Senhor João (nome fictício), vou ter de lhe pedir que fique sossegado!, disse a Juíza. Senhor João, vou ter de lhe pedir que não volte a interromper e fale apenas quando lhe for dada a vez!, viu-se a Juíza obrigada a dizer já num tom mais alto. O senhor João estava visivelmente incomodado. Não era apenas de agora. Mas naquele momento estava ainda mais incomodado do que o habitual. Aquilo que estava a ser dito pelo advogado era contrário ao que o senhor João tinha afirmado. E o senhor João não estava a conseguir aguentar aquilo que ele já tinha chamado de mentiras e queria dizer a verdade. Senhor João, se voltar a chamar mentiroso em tribunal vou ter de pedir ao agente de autoridade que o retire da sala de tribunal, disse-lhe a Juíza já num tom visivelmente transtornada com a situação. Eu só quero dizer a verdade, repetia o senhor João. Sempre ouvi dizer que a Justiça é cega e serve de forma igual todas as pessoas!, ouvia-se o senhor João dizer. Os advogados pareciam estar a começar a ficar igualmente impacientes, inclusive o advogado do senhor João, que se dirigiu a este e o segurou no braço para lhe dizer junto ao ouvido de que teria de se controlar. O senhor João não conseguiu aguentar e empurrou o seu advogado que entretanto acabou por cair no chão. O senhor João levantou-se e procurou dirigir-se para o seu advogado com intenção de o ajudar a levantar. Enquanto isso a Juíza pedia ao agente da PSP em sala que procura-se retirar o senhor João da sala. Sempre ouvi dizer que a Justiça é cega e serve de forma igual todas as pessoas!, ouvia-se o senhor João gritar enquanto era retirado da sala de tribunal e a sessão era adiada.
Esta é uma situação criada por mim. Poderia ser perfeitamente uma situação de uma qualquer série que muitos já viram na Netflix, modéstia à parte. Mas também poderia ser uma situação de um senhor João ou de uma senhora Maria, ou de um jovem ou criança com um diagnóstico de Perturbação do Espectro do Autismo e que o tribunal, a Juíza, os advogados de ambas as parte e o próprio agente de autoridade não estavam capazes, informados ou sensibilizados para saber como intervir.
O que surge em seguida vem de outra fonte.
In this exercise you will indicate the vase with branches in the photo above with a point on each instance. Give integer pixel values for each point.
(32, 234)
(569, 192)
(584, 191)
É fundamental que para que o sistema Judicial possa funcionar da forma mais adequada, possa ele próprio, assim como todas as pessoas que nele intervêm e participam, directa ou indirectamente, possam estar capacitados para lidar com as pessoas que contactam com ele. Independentemente das razões que levam as pessoas a contactar com o sistema Judicial, sejam vitimas, perpetuadores de algum tipo de crime, testemunhas, etc. É fundamental que todos eles possam estar capazes de dar uma melhor resposta e adequada às características das pessoas e não estejam enviesadamente a interpretar comportamentos de uma forma negativa quando os mesmo podem ter um outro enquadramento.